Besonders gefährdete Bereiche sind die Wechselzonen vom Gas zum Abwasser bzw. Gärsubstrat, wie auch Zwischendecken, Wandabsätze und Wandkronen. Nicht außer acht gelassen, dürfen auch die verarbeitungsbedingten Schwachstellen im Beton werden. Diese bestehen insbesondere aus Haarrissen, die in der Abbindefase entstehen können. Sowie aus Lunkern, die Schalungs- bzw. Trennmittelbedingt oder wegen zu hohem Wasserzement-Wert u. d. gl. entstehen können.
Voraussetzungen:
- Der eingebaute Beton muss der Klassifizierung nach DIN EN 206-1 / DIN 1045-2 entsprechen
- Als Trennmittel sind biologisch abbaubare Trennmittel einzusetzen (z.B. Divinol Multiform B Premium)
- Ausbesserungs-, bzw. Substanzergänzungsflächen sind mit dem Reparaturmörtel GP-BG 158 bzw. mit der hoch alkalischen Betonspachtel GP-BG 152 vorzunehmen.
- Wasserlunkern sind beim, oder kurz nach dem Ausschalen, z. B. mit einem Stahlschrubber, oder später mit einem Wasser-Hochdruckgerät (min. 450 bar) aufzureißen.
- GREEN PROTECTION GP-Betonschutz I darf nicht auf kalksteinhaltigem Untergrund und flügelgeglättetem Beton aufgebracht werden. Außer er wurde vorher durch geeignete Maßnahmen (Sand-, Kugel-, Hochdruckwasserstrahlen, usw.) vorbereitet.
Verarbeitung:
- GREEN PROTECTION GP-BG 144 (Grundierung) kann sofort beim Ausschalen ( Betonnachbehandlung / Verdunstungsschutz ) bzw. einen Tag vor Aufbringen von GP-BG 122 im Streich-, Roll- oder Spritzverfahren gleichmäßig mit ca. 110 - 140 g/m² auf die zu schützende Betonoberfläche aufgetragen werden. Bei Altbeton und hohen Temperaturen ist der Beton vorher matt anzufeuchten. (das Technische Merkblatt ist zu beachten)

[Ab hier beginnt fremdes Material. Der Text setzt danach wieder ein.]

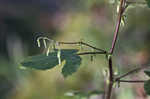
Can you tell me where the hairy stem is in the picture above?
[110,0,126,54]
[58,42,106,53]
[106,0,126,99]
[118,80,147,83]
[106,56,114,99]
[115,65,149,81]
[77,52,106,55]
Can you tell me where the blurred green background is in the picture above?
[0,0,150,99]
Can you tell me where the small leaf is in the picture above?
[144,80,150,95]
[21,49,81,77]
[21,52,58,70]
[62,55,81,77]
[144,70,150,77]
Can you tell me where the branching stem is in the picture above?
[58,42,107,53]
[77,52,106,55]
[118,80,147,83]
[115,65,149,81]
[106,0,126,99]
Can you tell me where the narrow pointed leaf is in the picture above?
[21,49,81,77]
[146,0,150,8]
[144,80,150,95]
[62,54,81,77]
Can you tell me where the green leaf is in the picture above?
[21,52,58,70]
[144,80,150,95]
[144,70,150,77]
[146,0,150,8]
[21,49,81,77]
[62,55,81,77]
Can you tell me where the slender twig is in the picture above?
[106,56,114,99]
[126,1,147,5]
[77,52,106,55]
[58,42,107,53]
[115,65,149,81]
[118,80,147,83]
[110,0,125,54]
[106,0,126,99]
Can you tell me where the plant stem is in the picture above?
[106,56,114,99]
[126,1,147,5]
[106,0,126,99]
[115,65,149,81]
[118,80,147,83]
[77,52,106,55]
[58,42,107,53]
[110,0,125,54]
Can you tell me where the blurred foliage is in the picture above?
[0,0,150,99]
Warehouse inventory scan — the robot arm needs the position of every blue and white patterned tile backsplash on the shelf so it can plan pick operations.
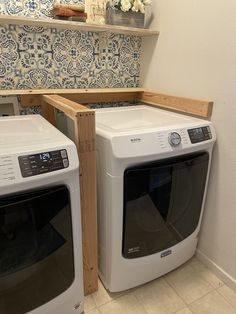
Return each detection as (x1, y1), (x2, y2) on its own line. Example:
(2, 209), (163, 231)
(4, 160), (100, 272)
(0, 0), (141, 89)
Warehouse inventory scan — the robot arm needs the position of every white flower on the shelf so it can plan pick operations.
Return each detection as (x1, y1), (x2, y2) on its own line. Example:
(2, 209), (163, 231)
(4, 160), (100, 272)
(121, 0), (131, 12)
(132, 0), (145, 13)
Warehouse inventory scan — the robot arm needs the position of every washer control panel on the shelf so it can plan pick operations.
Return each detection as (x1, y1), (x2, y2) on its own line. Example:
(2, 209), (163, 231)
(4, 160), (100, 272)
(188, 126), (212, 144)
(18, 149), (69, 178)
(168, 132), (181, 147)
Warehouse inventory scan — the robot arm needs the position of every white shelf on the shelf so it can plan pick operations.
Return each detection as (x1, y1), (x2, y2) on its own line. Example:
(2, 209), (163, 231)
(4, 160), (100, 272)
(0, 15), (159, 37)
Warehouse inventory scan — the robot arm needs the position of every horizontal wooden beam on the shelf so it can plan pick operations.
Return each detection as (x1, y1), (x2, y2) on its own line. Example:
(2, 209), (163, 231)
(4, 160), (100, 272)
(138, 91), (213, 118)
(18, 88), (144, 107)
(42, 95), (91, 119)
(0, 88), (213, 118)
(0, 15), (159, 36)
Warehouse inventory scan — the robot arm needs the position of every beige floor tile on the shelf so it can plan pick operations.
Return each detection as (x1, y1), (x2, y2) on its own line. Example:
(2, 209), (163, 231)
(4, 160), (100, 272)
(164, 264), (214, 304)
(188, 257), (224, 288)
(84, 295), (96, 313)
(99, 295), (146, 314)
(175, 307), (193, 314)
(92, 280), (127, 307)
(217, 285), (236, 309)
(189, 291), (236, 314)
(132, 279), (186, 314)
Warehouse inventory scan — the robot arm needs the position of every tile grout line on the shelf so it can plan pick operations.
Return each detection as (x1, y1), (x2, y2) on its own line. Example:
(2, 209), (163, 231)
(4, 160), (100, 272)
(132, 294), (148, 314)
(216, 285), (236, 311)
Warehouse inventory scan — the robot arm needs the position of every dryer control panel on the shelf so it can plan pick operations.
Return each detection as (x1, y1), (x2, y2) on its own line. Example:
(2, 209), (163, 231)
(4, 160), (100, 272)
(18, 149), (69, 178)
(188, 126), (212, 144)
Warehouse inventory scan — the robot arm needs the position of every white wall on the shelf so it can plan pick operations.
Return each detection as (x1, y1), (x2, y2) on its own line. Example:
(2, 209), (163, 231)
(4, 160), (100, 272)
(142, 0), (236, 284)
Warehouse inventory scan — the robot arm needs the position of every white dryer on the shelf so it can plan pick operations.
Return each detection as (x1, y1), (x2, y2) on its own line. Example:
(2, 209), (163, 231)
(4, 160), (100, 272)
(0, 115), (84, 314)
(96, 106), (216, 292)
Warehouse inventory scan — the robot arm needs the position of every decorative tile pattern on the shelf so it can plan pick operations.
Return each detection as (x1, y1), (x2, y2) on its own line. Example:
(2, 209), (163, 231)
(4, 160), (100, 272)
(0, 25), (141, 89)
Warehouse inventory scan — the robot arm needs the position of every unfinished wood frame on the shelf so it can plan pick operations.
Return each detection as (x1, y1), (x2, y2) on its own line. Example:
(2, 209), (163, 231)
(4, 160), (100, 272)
(0, 88), (213, 294)
(41, 95), (98, 295)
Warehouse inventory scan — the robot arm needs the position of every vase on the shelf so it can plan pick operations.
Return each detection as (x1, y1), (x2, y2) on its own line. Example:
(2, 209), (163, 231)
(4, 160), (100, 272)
(106, 8), (144, 28)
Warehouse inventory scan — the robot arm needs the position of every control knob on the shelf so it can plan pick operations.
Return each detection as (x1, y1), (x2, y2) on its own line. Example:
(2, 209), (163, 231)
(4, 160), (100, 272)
(168, 132), (181, 147)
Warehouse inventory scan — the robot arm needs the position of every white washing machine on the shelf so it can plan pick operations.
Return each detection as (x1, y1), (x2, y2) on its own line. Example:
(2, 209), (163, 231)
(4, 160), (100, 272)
(96, 106), (216, 292)
(0, 115), (84, 314)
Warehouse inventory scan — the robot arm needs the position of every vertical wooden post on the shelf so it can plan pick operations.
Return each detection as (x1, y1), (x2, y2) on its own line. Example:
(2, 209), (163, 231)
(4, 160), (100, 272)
(75, 111), (98, 295)
(40, 97), (56, 126)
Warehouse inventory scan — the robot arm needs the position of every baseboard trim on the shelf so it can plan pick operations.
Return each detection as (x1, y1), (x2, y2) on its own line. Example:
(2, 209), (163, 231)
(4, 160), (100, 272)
(195, 250), (236, 291)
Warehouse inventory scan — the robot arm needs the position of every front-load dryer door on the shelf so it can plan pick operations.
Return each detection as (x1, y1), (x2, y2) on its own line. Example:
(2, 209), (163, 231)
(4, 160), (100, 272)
(122, 153), (209, 258)
(0, 186), (75, 314)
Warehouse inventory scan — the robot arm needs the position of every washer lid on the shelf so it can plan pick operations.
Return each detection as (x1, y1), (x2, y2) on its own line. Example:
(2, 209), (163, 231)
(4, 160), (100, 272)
(0, 115), (71, 155)
(96, 106), (204, 133)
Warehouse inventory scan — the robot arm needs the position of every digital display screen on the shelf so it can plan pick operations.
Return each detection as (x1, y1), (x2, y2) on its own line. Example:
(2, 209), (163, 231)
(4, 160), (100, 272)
(194, 128), (204, 138)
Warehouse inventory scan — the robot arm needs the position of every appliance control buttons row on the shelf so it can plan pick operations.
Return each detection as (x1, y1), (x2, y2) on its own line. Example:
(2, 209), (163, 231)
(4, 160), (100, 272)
(168, 132), (181, 147)
(18, 149), (69, 178)
(188, 126), (212, 144)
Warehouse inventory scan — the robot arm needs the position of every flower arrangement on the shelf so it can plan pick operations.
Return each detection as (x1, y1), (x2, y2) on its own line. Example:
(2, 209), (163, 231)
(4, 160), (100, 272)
(108, 0), (152, 13)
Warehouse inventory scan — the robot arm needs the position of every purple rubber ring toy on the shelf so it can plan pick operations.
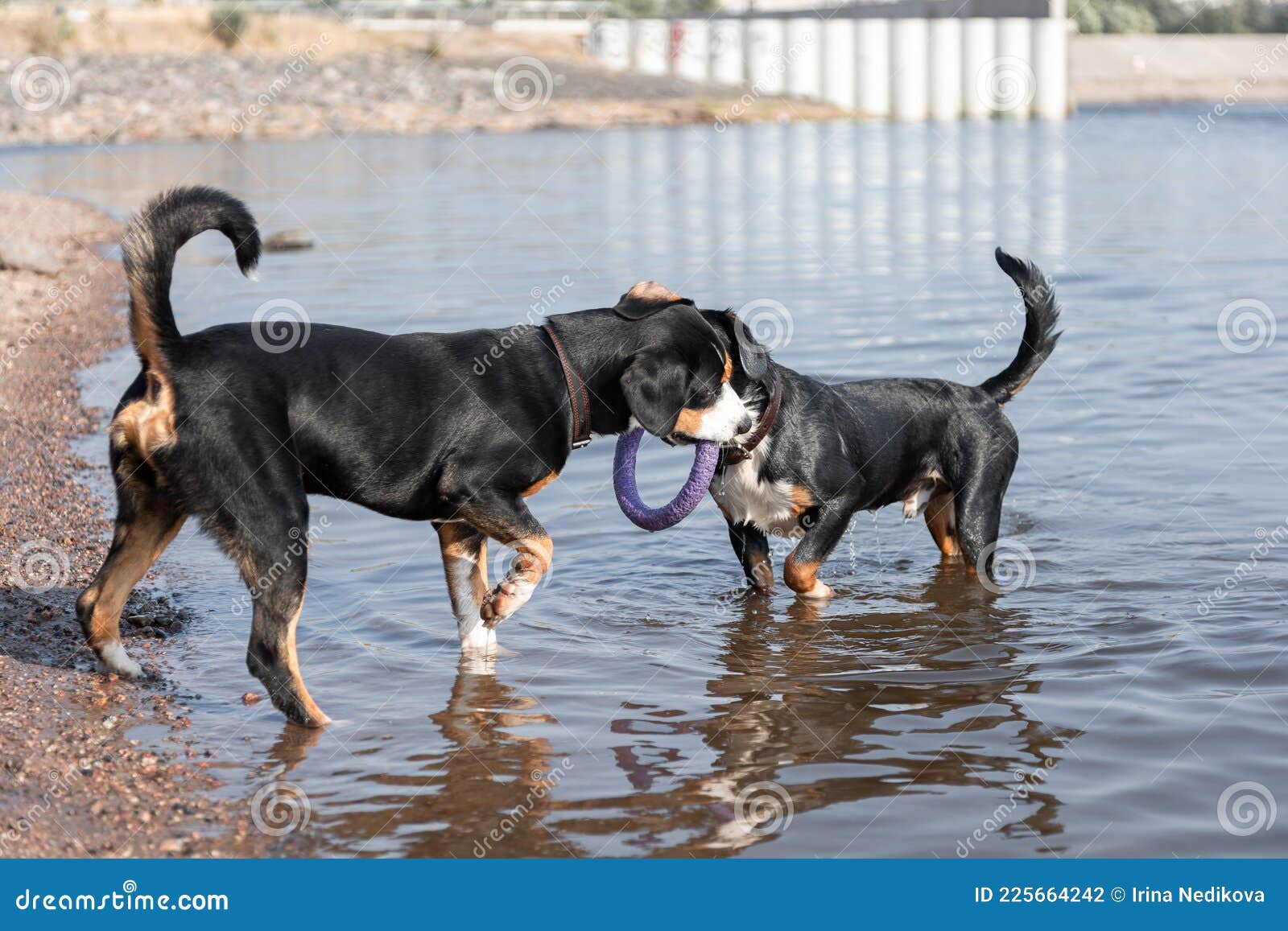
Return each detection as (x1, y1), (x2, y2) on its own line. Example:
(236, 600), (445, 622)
(613, 427), (720, 532)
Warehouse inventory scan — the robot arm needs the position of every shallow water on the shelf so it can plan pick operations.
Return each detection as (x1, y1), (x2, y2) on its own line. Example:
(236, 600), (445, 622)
(0, 105), (1288, 858)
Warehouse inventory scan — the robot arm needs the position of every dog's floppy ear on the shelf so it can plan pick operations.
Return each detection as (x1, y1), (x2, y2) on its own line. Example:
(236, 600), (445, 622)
(618, 346), (684, 436)
(723, 311), (769, 381)
(613, 281), (693, 320)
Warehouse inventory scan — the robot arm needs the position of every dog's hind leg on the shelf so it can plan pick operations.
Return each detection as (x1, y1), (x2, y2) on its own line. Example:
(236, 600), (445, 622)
(438, 521), (496, 650)
(955, 459), (1015, 579)
(457, 489), (554, 627)
(76, 481), (184, 678)
(783, 492), (861, 599)
(246, 566), (331, 727)
(206, 481), (330, 727)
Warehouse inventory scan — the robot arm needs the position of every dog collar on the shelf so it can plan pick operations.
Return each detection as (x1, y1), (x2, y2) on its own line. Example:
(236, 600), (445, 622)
(541, 323), (590, 449)
(720, 372), (783, 466)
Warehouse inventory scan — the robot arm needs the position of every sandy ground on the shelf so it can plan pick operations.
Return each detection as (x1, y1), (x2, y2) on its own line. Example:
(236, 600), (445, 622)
(0, 195), (268, 856)
(1069, 35), (1288, 105)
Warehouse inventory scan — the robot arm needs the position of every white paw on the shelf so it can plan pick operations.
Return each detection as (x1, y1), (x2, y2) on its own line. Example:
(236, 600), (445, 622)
(797, 582), (836, 600)
(461, 618), (496, 654)
(98, 641), (143, 678)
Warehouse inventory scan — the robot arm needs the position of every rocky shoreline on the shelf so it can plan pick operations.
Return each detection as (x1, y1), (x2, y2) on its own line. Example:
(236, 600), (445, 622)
(0, 47), (841, 146)
(0, 193), (269, 856)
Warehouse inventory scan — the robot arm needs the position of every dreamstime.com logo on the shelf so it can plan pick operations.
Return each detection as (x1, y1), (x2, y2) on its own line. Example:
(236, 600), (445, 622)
(733, 781), (796, 837)
(975, 56), (1038, 113)
(492, 56), (563, 113)
(250, 298), (313, 354)
(9, 56), (72, 113)
(250, 781), (313, 837)
(13, 880), (228, 912)
(1216, 781), (1279, 837)
(9, 540), (72, 595)
(1216, 298), (1279, 354)
(738, 298), (796, 352)
(975, 540), (1038, 595)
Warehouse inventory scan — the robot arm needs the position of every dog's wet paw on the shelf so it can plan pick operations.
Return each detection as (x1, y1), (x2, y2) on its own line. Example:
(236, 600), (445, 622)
(479, 579), (536, 627)
(796, 582), (836, 601)
(98, 644), (150, 682)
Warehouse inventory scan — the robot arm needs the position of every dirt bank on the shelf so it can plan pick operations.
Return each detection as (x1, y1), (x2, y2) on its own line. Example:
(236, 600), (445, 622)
(0, 195), (268, 856)
(0, 10), (840, 146)
(1069, 35), (1288, 107)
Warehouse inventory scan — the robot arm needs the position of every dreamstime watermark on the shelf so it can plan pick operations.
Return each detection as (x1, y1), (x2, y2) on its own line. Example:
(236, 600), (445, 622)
(712, 34), (814, 133)
(975, 540), (1038, 595)
(1194, 36), (1288, 133)
(492, 56), (563, 113)
(250, 298), (313, 356)
(474, 757), (575, 859)
(1216, 781), (1279, 837)
(0, 273), (93, 369)
(9, 540), (72, 595)
(0, 766), (81, 856)
(230, 32), (331, 134)
(738, 298), (796, 352)
(956, 756), (1059, 859)
(473, 274), (576, 377)
(1216, 298), (1279, 356)
(733, 781), (796, 837)
(250, 781), (313, 837)
(957, 279), (1055, 378)
(9, 56), (72, 113)
(975, 56), (1038, 113)
(13, 880), (228, 912)
(232, 514), (331, 616)
(1194, 517), (1288, 617)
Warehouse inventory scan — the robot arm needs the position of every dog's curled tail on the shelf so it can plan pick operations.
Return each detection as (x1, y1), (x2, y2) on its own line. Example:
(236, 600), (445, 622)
(121, 187), (259, 377)
(980, 249), (1060, 404)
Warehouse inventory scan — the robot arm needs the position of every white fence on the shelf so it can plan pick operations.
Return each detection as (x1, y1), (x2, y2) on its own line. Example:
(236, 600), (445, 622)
(588, 7), (1069, 120)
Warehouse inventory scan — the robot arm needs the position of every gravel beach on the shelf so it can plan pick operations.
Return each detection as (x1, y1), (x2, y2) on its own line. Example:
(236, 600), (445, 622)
(0, 193), (277, 856)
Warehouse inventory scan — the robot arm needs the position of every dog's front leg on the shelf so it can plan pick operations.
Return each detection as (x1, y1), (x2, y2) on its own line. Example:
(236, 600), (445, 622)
(460, 492), (554, 628)
(438, 521), (496, 653)
(729, 521), (774, 595)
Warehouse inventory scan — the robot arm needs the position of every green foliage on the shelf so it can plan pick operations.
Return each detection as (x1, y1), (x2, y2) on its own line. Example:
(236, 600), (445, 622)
(210, 6), (250, 49)
(23, 13), (76, 56)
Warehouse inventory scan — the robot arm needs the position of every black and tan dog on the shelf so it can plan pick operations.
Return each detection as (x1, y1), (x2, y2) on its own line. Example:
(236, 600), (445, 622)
(76, 188), (764, 725)
(711, 249), (1060, 598)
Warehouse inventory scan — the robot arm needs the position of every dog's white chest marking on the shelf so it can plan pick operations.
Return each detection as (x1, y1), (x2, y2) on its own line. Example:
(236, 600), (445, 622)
(711, 438), (800, 537)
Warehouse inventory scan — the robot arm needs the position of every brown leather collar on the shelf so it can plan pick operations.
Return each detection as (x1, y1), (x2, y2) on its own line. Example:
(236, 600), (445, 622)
(720, 372), (783, 466)
(541, 323), (590, 449)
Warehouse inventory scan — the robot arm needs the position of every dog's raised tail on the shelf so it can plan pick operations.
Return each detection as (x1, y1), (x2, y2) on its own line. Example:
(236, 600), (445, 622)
(121, 187), (259, 377)
(980, 249), (1060, 404)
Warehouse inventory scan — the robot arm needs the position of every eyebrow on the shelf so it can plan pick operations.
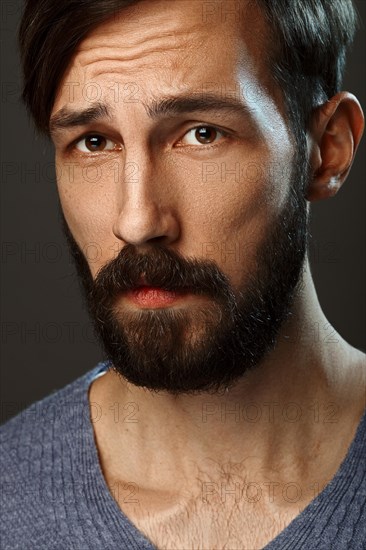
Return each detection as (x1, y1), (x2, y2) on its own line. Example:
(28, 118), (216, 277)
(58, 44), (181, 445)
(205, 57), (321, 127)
(49, 93), (253, 135)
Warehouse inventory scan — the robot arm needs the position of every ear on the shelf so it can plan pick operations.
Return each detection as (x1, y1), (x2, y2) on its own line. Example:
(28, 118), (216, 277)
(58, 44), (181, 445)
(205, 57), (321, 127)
(306, 92), (364, 201)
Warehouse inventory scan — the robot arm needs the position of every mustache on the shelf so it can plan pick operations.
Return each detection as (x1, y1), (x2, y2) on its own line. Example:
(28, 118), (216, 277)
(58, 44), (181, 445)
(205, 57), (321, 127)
(91, 244), (233, 302)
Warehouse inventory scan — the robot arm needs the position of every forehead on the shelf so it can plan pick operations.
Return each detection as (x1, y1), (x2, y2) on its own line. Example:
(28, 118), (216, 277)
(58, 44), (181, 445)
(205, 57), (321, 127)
(53, 0), (273, 110)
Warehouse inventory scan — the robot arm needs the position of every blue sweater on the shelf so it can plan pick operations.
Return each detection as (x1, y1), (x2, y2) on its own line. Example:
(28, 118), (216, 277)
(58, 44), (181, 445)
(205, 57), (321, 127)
(0, 363), (366, 550)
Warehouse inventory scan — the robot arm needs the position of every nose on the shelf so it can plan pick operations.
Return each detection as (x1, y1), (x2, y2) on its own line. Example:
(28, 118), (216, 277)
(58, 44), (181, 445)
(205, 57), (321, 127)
(113, 158), (180, 246)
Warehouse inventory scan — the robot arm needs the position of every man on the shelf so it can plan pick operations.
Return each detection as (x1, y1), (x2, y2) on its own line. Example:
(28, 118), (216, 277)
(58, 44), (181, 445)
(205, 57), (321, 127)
(2, 0), (366, 550)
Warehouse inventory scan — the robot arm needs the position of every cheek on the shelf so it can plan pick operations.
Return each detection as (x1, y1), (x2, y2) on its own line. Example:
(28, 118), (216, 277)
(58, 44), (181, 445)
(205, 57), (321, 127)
(182, 154), (290, 287)
(56, 160), (116, 275)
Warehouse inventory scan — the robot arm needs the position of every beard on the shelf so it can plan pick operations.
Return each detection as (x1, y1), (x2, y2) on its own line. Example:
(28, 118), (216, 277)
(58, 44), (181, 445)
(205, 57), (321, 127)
(60, 149), (309, 395)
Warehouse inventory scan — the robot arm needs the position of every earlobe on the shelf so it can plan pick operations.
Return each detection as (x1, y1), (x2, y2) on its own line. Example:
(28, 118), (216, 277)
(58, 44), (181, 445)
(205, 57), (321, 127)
(306, 92), (364, 205)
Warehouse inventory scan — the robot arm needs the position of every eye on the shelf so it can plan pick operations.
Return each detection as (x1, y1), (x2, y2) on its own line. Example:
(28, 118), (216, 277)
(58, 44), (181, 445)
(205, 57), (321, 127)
(75, 134), (117, 153)
(181, 126), (227, 145)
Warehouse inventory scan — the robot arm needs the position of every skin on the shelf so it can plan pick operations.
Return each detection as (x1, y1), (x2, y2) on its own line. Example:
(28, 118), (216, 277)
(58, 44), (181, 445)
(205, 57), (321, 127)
(51, 0), (365, 548)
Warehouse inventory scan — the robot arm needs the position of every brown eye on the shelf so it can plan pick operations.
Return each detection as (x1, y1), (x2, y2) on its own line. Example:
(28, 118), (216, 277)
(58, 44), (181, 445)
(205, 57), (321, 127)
(75, 134), (116, 153)
(181, 126), (227, 145)
(194, 126), (217, 143)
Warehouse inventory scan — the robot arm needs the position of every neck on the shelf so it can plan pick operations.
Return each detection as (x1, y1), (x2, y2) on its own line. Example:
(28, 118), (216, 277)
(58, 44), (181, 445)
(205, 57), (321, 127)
(89, 258), (365, 496)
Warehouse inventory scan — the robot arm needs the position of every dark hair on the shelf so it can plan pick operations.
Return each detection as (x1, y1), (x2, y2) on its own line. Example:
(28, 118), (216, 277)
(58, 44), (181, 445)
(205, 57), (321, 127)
(19, 0), (357, 147)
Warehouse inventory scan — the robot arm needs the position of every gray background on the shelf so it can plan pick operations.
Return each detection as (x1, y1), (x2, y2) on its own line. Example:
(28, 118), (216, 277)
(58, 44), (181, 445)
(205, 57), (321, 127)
(0, 0), (366, 421)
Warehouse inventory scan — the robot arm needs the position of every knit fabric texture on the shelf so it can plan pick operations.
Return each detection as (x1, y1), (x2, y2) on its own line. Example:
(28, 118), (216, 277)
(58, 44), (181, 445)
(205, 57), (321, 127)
(0, 362), (366, 550)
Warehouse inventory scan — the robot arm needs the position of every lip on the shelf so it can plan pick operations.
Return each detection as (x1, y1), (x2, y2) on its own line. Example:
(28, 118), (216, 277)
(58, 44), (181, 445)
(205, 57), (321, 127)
(125, 285), (190, 308)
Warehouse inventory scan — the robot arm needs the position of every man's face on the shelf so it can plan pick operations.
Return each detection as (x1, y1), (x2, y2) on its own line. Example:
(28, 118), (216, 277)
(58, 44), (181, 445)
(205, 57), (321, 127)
(51, 0), (308, 393)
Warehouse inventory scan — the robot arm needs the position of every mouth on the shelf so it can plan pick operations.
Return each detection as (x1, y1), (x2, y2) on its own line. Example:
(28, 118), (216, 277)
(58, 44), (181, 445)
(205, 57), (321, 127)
(125, 285), (191, 308)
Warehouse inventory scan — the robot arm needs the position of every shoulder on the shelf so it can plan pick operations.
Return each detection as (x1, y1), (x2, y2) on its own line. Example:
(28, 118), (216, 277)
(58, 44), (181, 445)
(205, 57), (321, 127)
(0, 364), (108, 549)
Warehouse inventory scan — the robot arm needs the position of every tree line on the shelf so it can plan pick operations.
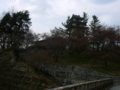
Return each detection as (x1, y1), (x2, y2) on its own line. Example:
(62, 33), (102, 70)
(0, 10), (39, 49)
(0, 10), (120, 53)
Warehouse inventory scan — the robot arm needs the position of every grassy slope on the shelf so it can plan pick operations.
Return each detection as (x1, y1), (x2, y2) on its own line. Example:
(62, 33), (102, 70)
(56, 52), (120, 76)
(0, 50), (60, 90)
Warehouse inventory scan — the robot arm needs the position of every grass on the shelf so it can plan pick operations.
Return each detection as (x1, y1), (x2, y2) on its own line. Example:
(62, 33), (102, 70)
(55, 50), (120, 76)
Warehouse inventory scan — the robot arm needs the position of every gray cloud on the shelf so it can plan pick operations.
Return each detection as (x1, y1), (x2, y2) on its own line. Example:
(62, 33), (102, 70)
(0, 0), (120, 32)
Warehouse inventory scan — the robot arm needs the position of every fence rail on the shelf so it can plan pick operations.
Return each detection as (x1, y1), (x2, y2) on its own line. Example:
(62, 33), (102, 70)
(48, 79), (113, 90)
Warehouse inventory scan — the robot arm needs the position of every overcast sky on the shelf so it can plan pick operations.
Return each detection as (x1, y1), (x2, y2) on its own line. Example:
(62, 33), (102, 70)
(0, 0), (120, 33)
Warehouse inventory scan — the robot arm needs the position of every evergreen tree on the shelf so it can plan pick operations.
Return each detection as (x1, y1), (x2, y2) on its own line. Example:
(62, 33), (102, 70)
(0, 10), (31, 49)
(90, 15), (101, 36)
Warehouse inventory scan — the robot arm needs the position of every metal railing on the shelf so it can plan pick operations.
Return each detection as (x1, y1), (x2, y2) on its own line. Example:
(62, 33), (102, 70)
(48, 79), (113, 90)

- Nach Aushärtung des Betons ( ab ca. 28 Tage) wird die zu schützende Betonoberfläche mit GREEN PROTECTION GP-BG 132, mit 1,45 kg/m² beschichtet. Hierzu ist die GP-BG 132, Komponente A mit der GP-BG 132 Komponente B, mit einem langsam laufenden Rührwerkzeug zu einer streichfähigen, sämigen Masse anzumischen. Das Aufbringen von GREEN PROTECTION GP-BG 132 erfolgt mit einer groben Bürste (Teerbürste/Quast) im Streichverfahren. Alternativ kann GREEN PROTECTION GP-BG 132 auch mit einer sogenannten Becherspritze oder auch mit einer Mörtelpumpe wie z.B. KÖSTER Variojet FU-KB Schnecken-Mörtelpumpe aufgebracht werden. Wobei hier zwingend mit der Bürste nachgearbeitet werden muss. Hierbei ist das satte Beschichten besonders wichtig, da dieser Arbeitsgang das Schließen der Haarrisse und Lunkern zur Aufgabe hat. Bei der Existenz einer erhöhten Wasserlunkernzahl und der Erfordernis Fehl- und Bruchstellen im Beton zu schließen ist ein gesonderter Arbeitsgang zum Egalisieren derselben vorzunehmen. (ansonsten ist das Technische Merkblatt zu beachten).
- Anschließend ist GREEN PROTECTION GP-BG 146 mit 250 g/m² in die noch frische GREEN PROTECTION GP-BG 132 im Sprühverfahren einzubringen. Empfohlen werden hierzu 2 bis 3 Arbeitsgänge. (ansonsten ist das Technische Merkblatt zu beachten).
Bei allen Arbeitsschritten ist die DIN 1045 einzuhalten, d. h. nicht direkt in der Sonne arbeiten, Vermeidung von Hitze, Frost und starkem Wind bei der Ausführung und min. 24 Std. danach.
Sehr trockene oder durch Sonneneinstrahlung aufgeheizte Oberflächen sind vorher leicht anzufeuchten um ein Aufbrennen zu verhindern.